URなら保証人、更新料が不要。簡単な審査のみで入居できます。家賃、駅からの距離、間取りなど条件に合った物件が、隅田川沿いの下町にありました。それまで縁のなかったエリアでしたけど、下見に行ったら、ちょうど4月で川沿いに桜が咲いていて、きれい! それで決めました。持ち家を手放す寂しさは、もちろんあったけれど、新しい生活が始まるというワクワク感が私のなかで膨らんでいったように思います。
その前に大きな課題がありました。65平米の2LDK、面積は以前の半分以下ですから、ものを大量に減らす必要があったのです。大きな家具は置き場所がないのでほとんど手放しました。
仕事柄、調理道具や食器類も膨大にあって。整理整頓の本を読むと、結局、使うか使わないかが処分の基準だと書かれていたので、それを念頭に作業を進めました。シニア3人の食事を作るのに多くの道具はいりません。

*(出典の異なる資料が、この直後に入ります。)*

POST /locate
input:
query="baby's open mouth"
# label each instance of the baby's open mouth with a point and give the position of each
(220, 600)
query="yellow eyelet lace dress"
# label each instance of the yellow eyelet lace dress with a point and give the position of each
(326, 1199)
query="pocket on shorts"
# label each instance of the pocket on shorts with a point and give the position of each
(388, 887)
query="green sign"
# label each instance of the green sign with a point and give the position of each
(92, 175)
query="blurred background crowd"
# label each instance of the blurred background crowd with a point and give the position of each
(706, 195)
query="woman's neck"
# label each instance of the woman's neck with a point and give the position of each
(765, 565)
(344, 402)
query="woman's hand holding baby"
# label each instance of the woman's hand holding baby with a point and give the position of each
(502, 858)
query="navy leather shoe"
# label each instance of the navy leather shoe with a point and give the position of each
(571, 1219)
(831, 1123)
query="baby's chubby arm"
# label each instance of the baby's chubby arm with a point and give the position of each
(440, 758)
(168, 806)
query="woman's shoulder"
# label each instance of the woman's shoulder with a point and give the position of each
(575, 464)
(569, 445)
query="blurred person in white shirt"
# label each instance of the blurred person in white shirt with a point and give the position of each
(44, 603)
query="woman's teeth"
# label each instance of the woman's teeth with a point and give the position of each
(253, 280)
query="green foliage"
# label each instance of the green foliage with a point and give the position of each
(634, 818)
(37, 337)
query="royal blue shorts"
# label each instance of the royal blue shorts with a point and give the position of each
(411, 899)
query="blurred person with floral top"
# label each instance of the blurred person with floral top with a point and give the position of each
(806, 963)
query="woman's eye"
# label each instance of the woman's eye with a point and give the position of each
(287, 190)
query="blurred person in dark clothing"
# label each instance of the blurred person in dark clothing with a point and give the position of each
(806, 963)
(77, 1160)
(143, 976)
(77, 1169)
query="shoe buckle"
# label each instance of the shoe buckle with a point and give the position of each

鍋、お玉、へらなどの道具は大小1個ずつと、好きなものだけ残してあとは料理教室の生徒さんなどに声をかけ、譲れるものは譲り、残りは処分。食器はレストランで使っていたものや、自由が丘で食器店を営んでいた母のコレクションもありましたから、南青山の仕事場でフリーマーケットを開催しました。
こうして思い切りよく手放したのですが、実は「捨てなきゃよかった」とあとから思ったものもたくさんあります。あらたまった席で着られるスーツ、使いやすい小ぶりの中華鍋、すり鉢、茶碗蒸し用の器……。でも、なくても困らないし、「あればよかったなー」というくらいの気持ち。大きな後悔はないですね。
一方で、ずっと長く使ってきたものや愛着のあるものは残しました。幼い頃に祖母からもらったペコちゃんの人形、祖母が使っていた飾り棚、母が何十年と愛用し、ところどころ漆がはげている茶笥。私たちにとってかけがえのないものです。